Some clients want to collect family stories and reminiscences about a loved one who has died.
"Many times, the family would reminisce to celebrate a life during a memorial service, and say, ‘I wish we had done this while he was still alive and we could talk to him,’ " said Nichols of her experience as a minister preparing a eulogy.
Love letters, telegrams, newspaper clippings - all the personal mementos saved over a lifetime - can be assembled and organized, and their significance narrated, so that they are accessible for all family members.
"Another important aspect of this is the photographs. This is a way to organize them and make them accessible, and to attach them to stories about the people to make sure they don’t get lost," said Nichols.
Wisniewski also does photo restoration.
Part of the partners’ role is to help a client focus his or her thinking, or delve more deeply into a life experience.
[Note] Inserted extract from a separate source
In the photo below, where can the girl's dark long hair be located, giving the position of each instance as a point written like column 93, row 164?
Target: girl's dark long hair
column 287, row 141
"Sometimes a sympathetic outsider can elicit reflection that family dynamics can make it hard to talk about," said Nichols. "It’s important that this feels real, and that’s what readers like. So we ask people to talk about difficult times."
The client has final control of the content.
"It’s important to us that our narrators own the project. They have complete control of the final text which allows for a more relaxed interview," said Nichols.
Some projects focus on a particular experience.
Wisniewski just finished a history of her father’s service in the Navy during World War II, and one project in progress is with a man who is recording his experiences during the Korean War.
"A lot of this is about listening deeply to people and drawing out the best they have to say," said Nichols. "They are reflecting on their lives and their legacy."
The cost of a personal history varies depending on the scope of the project.
A booklet usually involves two interview sessions while a longer, hardcover book may require multiple sessions.
"I love the fact that these are books. These are permanent things that you can pass down through generations," said Wisniewski. "Everyone has a story."
The finished projects often bring understanding and closeness among family members who gain insight into the motivations and influences that affected a loved one.
"It’s a legacy," said Nichols. "The look on people’s faces when they receive these books is priceless."